Но тогда я легко поверил в эту сказку. Зимой в Провансе, покрытом снегом, все кажется странным и нереальным. Необыкновенная тишина и безлюдье создают ощущение, что мы совершенно отрезаны от всего остального мира и от нормальной жизни. Наверное, мы не слишком удивились бы, если бы встретили в лесу троллей или заметили в лунном свете двуглавого козла. Нам нравился и такой Прованс, совсем непохожий на тот, что мы видели раньше во время своих летних отпусков, но для большинства местных жителей зима означала скуку, депрессию, а иногда и кое-что похуже: нам говорили, что процент самоубийств в Воклюзе выше, чем во всей остальной Франции. Сухие данные статистики обрели для нас реальность, когда мы услышали, что человек, живший всего в двух милях от нас, прошлой ночью повесился.
Когда умирал кто-нибудь из местных, в окнах магазинов и домов вывешивались маленькие печальные объявления, звонили колокола, а по главной улице к кладбищу тянулась длинная процессия одетых в черное людей. Кладбище нередко располагалось на самом высоком месте в деревне. Один деревенский старик объяснил мне, почему это так. «Для мертвых важнее красивый вид, — сказал он. — Они ведь обосновались там надолго». Он так смеялся собственной шутке, что в итоге раскашлялся, и я уже испугался, не пришла ли и его очередь любоваться красивым видом. Когда я рассказал ему о кладбище в Калифорнии, где могила с видом стоит гораздо дороже, чем обычная, старик ничуть не удивился. «Дураков хватает, — пожал он плечами. — И среди живых, и среди мертвых».

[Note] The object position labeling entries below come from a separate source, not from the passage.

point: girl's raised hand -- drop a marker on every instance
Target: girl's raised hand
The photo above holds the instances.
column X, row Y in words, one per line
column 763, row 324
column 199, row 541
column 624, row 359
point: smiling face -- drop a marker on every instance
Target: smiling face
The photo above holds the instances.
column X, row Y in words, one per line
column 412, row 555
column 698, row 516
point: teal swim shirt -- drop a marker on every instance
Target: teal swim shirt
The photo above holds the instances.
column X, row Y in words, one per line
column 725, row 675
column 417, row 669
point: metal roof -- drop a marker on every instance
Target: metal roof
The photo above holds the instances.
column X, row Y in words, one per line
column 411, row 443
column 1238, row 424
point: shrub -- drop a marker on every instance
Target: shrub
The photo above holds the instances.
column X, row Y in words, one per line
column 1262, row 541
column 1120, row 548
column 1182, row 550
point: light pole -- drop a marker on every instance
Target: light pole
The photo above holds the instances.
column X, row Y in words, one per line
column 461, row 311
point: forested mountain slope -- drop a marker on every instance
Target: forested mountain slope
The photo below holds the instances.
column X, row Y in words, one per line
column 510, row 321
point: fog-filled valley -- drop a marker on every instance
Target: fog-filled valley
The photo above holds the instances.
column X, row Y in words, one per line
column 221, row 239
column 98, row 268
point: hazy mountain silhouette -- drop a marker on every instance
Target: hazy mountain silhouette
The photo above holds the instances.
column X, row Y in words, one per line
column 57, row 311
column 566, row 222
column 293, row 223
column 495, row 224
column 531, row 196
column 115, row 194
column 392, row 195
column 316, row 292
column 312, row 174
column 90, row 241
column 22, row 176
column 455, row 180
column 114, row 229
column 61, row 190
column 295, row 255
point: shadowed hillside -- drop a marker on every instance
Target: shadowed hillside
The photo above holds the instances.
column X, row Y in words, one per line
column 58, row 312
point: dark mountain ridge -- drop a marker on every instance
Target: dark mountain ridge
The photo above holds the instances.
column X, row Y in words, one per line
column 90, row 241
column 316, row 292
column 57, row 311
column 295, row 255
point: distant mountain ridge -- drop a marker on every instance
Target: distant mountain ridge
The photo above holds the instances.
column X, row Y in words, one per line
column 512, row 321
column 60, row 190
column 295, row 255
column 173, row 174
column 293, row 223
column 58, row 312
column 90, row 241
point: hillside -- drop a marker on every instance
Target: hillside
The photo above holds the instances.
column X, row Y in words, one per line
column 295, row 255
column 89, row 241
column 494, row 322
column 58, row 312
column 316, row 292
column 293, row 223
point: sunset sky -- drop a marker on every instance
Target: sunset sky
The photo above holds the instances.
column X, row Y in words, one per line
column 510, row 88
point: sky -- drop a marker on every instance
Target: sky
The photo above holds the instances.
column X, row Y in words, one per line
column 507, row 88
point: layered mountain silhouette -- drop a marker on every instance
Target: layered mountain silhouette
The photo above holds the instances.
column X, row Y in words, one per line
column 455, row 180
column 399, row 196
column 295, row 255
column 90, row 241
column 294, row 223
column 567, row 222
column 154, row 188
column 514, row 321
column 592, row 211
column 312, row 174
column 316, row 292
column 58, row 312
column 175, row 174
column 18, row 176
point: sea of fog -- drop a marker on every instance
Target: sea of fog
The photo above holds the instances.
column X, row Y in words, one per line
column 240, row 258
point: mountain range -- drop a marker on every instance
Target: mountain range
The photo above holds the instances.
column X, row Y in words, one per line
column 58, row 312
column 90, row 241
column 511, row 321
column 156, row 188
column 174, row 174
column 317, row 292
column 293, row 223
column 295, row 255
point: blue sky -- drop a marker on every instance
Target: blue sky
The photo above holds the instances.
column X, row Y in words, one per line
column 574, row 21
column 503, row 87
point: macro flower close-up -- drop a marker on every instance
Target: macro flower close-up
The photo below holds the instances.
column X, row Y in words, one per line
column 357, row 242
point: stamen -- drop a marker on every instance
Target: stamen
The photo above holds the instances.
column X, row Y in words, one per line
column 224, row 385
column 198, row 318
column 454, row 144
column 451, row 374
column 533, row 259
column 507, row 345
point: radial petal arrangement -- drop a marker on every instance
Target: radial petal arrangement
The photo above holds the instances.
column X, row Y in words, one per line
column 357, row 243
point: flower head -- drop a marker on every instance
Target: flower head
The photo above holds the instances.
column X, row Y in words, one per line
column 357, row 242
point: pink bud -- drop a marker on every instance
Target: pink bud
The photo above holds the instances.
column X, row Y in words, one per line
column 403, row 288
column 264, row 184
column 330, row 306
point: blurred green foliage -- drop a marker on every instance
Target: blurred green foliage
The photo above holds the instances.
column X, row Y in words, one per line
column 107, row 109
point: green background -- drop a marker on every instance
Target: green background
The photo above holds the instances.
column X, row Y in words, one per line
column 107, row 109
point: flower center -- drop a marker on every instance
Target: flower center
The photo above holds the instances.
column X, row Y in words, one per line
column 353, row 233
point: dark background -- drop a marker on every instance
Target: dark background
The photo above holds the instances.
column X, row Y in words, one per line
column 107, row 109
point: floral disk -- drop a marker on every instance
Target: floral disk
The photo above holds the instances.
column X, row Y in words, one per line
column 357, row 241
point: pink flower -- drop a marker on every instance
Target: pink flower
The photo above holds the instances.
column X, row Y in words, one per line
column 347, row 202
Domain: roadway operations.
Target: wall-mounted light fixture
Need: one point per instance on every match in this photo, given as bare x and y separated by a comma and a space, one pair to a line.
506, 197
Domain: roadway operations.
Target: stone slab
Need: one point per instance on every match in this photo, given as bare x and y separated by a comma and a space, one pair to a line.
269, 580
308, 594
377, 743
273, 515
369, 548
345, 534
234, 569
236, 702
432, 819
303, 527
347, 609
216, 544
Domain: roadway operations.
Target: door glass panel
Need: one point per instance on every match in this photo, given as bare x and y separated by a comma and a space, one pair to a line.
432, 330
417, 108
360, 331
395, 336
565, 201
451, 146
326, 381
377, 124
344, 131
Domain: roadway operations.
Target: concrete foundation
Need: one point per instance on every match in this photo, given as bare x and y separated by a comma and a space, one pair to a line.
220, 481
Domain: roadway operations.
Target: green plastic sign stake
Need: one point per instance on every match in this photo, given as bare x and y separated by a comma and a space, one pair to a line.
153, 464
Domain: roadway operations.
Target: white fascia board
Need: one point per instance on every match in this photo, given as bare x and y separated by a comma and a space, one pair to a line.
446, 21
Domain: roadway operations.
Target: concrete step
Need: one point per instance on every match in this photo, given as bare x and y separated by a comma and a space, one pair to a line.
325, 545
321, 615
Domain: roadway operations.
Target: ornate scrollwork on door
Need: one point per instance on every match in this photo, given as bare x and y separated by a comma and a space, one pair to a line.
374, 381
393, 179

Дни проходили, тепла все не прибавлялось, но на дорогах постепенно появилась одна черная полоса, расчищенная тракторами фермеров. С двух сторон ее по-прежнему окружали сугробы. В этой новой дорожной обстановке в поведении французских водителей, обычно ездящих так, словно все они постоянно борются за Гран-при, проявилась новая, совершенно неожиданная черта — бесконечное терпение или, вернее, ослиное упрямство. Несколько раз я наблюдал забавные сценки на дороге, идущей через нашу деревню: по единственной расчищенной полосе осторожно двигается одна машина, а навстречу ей по той же полосе едет другая. Едва не столкнувшись носами, обе останавливаются. Ни одна из них не намерена давать задний ход. Ни одна не собирается рисковать и сворачивать в сугроб. Сверля друг друга глазами через ветровые стекла, водители терпеливо ждут, и каждый из них надеется, что в конце концов сзади к одному из них присоединится вторая машина, и тогда соперник, уступая force majeure,[39] вынужден будет двинуться назад.
36
Холодный камень (фр.).
37
Горячий камень (фр.).
38
Великолепный (фр.).
39
Обстоятельства непреодолимой силы (фр.).